Looking back further, the "secure" Clipper Chip was discarded when it was discovered that people could generate their own private keys, without any central repository access. (http://en.wikipedia.org/wiki/Clipper_chip).
The NSA's mandate is not to provide security for US citizens. It is, in fact, to *break* security to monitor foreign communications. (Go read their original charter, available at http://www.austinlinks.com/Crypto/charter.html) One of their most effective techniques is to assure that commercial encryption worldwide is entirely accessible to them, and their history of ensuring this by blocking encryption they don't "p0wn" is very clear.
Re:I see it more like a proof that (Score:3, Interesting)
Because the card lives on your bus, and the cable does not.
More specifically most devices on the bus can do DMA to host memory, that enables them to read and write any byte of memory, completely bypassing OS memory protection.
In fact, firewire ports are a favorite of the digital forensics guys for exactly this reason - they can come along, plug their dohickey into the firewire port of most any PC that has one and do a complete memory dump of the system without the OS or any other program even noticing.
Re:Doesn't make sense (Score:3, Interesting)

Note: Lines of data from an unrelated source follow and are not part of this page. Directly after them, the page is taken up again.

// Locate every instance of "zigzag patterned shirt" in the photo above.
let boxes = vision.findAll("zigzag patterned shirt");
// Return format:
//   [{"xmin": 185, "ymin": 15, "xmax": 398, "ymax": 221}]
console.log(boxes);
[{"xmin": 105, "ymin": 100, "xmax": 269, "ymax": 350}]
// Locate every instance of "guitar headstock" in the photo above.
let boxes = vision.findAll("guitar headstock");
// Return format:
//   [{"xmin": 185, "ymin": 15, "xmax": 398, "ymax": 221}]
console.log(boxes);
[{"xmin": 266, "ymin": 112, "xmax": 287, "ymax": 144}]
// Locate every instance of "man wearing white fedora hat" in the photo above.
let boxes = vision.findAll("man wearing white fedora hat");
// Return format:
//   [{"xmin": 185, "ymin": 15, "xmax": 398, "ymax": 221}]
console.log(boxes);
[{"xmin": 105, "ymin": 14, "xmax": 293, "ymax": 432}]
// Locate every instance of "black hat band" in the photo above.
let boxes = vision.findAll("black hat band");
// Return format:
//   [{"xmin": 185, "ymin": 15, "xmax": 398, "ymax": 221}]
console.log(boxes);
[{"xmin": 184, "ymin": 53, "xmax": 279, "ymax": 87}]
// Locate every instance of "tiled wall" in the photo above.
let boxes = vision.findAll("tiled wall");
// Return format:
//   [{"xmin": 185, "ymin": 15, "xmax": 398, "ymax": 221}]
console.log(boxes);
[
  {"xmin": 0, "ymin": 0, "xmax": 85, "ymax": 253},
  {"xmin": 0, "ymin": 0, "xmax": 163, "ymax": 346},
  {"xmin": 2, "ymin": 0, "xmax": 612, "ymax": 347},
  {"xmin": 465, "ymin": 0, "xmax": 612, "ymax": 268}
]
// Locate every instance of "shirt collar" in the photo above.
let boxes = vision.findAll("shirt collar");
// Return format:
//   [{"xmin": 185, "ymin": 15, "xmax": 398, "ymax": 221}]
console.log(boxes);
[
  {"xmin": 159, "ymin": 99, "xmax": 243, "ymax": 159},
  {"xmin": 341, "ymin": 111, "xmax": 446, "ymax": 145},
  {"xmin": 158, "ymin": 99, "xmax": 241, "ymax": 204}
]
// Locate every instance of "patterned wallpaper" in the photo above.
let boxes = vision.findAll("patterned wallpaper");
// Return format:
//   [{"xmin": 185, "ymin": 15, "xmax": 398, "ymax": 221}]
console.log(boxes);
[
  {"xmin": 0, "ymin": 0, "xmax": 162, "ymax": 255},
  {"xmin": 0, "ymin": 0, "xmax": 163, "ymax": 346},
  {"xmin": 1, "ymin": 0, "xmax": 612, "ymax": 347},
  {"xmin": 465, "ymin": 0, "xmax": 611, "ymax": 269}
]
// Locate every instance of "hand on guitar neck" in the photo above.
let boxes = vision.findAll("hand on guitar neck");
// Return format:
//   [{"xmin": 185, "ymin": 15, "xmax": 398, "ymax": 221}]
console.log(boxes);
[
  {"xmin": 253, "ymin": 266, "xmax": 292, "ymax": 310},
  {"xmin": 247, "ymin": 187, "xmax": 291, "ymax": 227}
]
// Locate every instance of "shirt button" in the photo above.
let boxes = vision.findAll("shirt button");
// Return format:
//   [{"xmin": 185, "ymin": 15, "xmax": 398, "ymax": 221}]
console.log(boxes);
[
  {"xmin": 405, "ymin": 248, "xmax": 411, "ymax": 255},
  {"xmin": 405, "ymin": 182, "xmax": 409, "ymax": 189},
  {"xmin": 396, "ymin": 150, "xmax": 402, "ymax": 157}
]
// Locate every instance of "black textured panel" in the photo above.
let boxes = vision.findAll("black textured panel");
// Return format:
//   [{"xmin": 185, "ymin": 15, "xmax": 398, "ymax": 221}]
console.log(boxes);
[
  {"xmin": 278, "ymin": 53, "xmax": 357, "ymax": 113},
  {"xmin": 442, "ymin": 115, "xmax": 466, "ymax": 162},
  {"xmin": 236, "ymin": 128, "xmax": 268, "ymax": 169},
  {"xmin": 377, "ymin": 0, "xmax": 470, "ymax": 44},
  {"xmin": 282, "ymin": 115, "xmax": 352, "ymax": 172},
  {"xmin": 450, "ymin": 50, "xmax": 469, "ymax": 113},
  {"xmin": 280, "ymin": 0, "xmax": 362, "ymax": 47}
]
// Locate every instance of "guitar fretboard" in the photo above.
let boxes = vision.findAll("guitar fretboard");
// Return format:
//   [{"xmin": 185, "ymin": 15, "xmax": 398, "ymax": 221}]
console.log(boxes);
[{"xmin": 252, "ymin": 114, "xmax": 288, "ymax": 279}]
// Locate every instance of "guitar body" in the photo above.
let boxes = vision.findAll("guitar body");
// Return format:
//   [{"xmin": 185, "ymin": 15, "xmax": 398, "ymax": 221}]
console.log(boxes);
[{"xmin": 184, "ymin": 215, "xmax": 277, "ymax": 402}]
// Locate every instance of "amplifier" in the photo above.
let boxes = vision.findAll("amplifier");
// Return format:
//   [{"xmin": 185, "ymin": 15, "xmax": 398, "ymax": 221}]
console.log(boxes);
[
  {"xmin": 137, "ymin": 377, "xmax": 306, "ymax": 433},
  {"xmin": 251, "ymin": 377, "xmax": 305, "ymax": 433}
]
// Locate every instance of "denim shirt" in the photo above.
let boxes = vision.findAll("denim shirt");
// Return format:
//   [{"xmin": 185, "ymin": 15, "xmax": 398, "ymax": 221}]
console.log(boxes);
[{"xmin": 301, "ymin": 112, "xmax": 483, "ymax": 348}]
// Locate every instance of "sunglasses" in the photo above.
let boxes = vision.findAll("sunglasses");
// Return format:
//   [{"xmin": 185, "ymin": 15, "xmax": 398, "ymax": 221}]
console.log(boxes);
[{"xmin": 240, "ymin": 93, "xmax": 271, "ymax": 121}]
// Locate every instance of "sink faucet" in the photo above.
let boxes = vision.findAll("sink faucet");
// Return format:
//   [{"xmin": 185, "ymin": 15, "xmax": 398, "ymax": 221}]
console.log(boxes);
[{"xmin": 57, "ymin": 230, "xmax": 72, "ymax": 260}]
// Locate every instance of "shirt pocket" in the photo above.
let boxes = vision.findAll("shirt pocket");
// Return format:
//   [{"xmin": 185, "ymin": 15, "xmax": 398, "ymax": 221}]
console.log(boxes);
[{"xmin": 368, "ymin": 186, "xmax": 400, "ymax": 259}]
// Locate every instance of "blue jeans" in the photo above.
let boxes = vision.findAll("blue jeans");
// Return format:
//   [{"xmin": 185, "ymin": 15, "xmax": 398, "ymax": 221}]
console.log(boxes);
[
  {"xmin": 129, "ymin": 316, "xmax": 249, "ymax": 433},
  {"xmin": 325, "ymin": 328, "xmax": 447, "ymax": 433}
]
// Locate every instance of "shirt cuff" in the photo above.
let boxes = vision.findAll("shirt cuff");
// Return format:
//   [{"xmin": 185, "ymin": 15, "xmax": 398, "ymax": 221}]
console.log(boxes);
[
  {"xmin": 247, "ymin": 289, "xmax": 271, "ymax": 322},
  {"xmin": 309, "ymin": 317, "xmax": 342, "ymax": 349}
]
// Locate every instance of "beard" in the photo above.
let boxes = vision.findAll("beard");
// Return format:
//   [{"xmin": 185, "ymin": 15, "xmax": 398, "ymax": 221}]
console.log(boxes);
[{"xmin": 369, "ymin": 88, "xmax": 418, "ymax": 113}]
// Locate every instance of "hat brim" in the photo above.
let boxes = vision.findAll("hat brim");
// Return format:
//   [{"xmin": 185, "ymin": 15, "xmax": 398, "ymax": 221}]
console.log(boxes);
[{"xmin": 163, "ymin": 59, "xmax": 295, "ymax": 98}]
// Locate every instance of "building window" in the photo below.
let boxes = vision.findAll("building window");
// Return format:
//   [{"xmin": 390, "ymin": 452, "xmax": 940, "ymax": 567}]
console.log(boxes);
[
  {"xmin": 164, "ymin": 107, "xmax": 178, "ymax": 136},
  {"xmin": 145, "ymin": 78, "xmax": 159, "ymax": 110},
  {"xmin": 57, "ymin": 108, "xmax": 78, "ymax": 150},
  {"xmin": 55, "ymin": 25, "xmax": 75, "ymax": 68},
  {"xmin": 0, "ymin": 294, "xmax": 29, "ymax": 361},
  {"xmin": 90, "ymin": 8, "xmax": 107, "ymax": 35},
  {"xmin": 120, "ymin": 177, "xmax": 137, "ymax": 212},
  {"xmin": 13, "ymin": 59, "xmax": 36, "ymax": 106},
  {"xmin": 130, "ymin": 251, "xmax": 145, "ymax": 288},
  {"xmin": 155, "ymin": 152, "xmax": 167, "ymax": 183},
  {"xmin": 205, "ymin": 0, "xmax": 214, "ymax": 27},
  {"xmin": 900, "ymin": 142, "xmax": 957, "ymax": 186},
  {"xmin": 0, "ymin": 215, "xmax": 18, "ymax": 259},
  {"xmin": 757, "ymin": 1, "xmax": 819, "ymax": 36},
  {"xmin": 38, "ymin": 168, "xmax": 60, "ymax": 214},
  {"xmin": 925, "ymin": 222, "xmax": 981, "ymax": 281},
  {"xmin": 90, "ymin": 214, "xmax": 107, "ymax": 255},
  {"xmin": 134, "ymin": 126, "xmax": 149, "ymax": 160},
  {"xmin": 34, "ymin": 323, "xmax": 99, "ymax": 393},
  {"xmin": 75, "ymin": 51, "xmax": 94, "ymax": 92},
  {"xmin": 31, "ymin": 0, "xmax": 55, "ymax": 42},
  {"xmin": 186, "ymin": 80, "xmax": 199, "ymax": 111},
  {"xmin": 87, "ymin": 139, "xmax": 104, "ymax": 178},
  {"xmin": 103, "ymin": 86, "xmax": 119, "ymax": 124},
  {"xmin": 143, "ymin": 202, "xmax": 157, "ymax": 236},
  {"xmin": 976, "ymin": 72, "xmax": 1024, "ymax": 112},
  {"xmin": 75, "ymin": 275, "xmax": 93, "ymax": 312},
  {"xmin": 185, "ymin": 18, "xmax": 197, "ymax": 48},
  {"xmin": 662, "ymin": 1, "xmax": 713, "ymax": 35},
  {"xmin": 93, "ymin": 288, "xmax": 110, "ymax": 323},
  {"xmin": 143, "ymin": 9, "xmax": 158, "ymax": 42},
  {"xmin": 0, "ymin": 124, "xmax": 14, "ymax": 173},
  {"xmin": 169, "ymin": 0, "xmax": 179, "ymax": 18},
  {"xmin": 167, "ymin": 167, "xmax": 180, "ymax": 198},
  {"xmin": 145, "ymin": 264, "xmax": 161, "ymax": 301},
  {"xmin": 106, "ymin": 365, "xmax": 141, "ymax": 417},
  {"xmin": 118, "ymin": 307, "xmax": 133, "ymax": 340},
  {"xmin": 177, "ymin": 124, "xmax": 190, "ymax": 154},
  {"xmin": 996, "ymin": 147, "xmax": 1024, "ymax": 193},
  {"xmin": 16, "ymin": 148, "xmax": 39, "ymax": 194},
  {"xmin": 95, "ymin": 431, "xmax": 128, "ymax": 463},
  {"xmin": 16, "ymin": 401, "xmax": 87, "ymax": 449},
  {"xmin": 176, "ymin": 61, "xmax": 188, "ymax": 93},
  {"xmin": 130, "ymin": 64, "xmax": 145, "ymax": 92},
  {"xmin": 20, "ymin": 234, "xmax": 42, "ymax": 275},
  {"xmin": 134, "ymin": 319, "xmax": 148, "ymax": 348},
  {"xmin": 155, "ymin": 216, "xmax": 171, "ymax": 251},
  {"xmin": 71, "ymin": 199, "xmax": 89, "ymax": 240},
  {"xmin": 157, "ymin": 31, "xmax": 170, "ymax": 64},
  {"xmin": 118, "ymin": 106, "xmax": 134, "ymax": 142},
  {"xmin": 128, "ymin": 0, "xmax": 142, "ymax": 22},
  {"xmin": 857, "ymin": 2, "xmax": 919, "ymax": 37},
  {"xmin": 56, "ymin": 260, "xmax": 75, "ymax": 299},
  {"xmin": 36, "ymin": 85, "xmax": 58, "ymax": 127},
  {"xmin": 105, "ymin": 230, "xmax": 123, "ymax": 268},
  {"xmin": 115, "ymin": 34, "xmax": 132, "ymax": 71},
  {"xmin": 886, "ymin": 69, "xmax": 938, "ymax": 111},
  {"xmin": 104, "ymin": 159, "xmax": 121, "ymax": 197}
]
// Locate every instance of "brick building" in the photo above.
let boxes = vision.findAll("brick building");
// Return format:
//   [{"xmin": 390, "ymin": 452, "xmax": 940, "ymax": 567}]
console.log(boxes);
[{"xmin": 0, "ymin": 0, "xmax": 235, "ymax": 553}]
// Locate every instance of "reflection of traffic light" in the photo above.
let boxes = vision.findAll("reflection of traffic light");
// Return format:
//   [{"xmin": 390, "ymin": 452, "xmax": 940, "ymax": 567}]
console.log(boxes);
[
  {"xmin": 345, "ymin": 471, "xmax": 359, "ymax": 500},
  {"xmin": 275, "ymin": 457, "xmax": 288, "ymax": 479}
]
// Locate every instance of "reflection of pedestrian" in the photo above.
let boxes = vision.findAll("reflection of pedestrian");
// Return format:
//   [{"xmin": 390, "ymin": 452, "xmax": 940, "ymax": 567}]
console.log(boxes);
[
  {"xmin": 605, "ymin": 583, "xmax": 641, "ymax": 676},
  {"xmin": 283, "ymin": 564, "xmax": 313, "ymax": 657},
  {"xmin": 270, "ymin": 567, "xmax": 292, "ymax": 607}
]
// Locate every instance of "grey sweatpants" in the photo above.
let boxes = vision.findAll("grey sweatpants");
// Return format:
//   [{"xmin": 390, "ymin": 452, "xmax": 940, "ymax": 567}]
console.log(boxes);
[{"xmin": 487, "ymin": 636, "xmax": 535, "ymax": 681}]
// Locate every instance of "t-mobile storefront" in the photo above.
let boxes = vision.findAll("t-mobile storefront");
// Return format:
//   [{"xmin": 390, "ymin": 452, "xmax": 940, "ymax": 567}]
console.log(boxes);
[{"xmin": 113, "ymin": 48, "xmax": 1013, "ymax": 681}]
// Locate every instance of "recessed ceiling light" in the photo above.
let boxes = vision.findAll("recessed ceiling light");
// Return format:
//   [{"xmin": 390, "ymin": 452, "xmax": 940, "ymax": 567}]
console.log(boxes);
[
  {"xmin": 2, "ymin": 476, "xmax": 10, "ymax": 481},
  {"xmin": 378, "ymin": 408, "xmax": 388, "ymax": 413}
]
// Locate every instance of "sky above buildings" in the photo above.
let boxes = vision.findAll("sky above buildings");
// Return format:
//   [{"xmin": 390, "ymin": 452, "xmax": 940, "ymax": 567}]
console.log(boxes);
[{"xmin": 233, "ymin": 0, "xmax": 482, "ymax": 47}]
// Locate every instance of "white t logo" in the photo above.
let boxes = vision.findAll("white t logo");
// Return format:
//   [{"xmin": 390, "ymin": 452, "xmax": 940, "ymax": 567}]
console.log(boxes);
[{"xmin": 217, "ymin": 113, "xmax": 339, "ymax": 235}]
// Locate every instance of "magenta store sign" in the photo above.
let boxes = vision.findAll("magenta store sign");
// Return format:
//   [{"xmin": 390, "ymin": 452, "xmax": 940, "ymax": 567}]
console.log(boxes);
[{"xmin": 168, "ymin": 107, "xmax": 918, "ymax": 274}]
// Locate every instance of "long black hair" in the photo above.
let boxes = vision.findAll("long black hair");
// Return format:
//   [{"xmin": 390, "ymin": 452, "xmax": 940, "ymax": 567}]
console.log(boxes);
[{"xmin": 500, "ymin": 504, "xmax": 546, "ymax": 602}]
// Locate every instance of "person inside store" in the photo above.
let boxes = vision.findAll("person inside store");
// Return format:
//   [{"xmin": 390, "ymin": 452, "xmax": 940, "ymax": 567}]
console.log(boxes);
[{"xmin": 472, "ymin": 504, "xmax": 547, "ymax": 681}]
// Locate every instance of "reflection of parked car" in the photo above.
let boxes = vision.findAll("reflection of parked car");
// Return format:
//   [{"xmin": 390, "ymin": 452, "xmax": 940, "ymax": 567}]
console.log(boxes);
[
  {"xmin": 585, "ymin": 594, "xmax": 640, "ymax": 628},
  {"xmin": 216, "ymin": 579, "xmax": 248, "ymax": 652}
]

In a corporation, you not only have accounting, HR, managers, VPs and such looking over your budget but you also have investors. If it costs you too much to produce something of "equal" quality to a competitor, they will start asking questions. A problem with insecure code probably won't cost the company the entire business.
The NSA, I think, mostly has a black budget. There's only a few people who know how much, where and to whom (employees) this money goes to. So there's not really a budget you have to account for. A problem (leak) because of bad code or anything else could be damaging to National Security. It will also, likely, become a political embarrassment and one to the DoD, NSA/CIA establishments. The people who approve the budgets will almost undoubtedly approve expenses to account for increases in security in any area incl. programming.
Re:Security is about preventing unintended outcome (Score:3, Interesting)
Without knowing it, many programmers are counting on memory being zero'ed as the program gets loaded
Any compliant C compiler will initialise all statics to 0 (stack values are different - they are not automatically initialised). From the C99 spec, 5.1.2:
All objects with static storage duration shall be initialized (set to their initial values) before program startup.
From 6.7.8.10:
If an object that has static storage duration is not initialized explicitly, then:
You can guarantee that any standards-compliant C implementation will do this. You can't guarantee anything about an implementation that doesn't comply with the standard - it may deviate from it in other ways.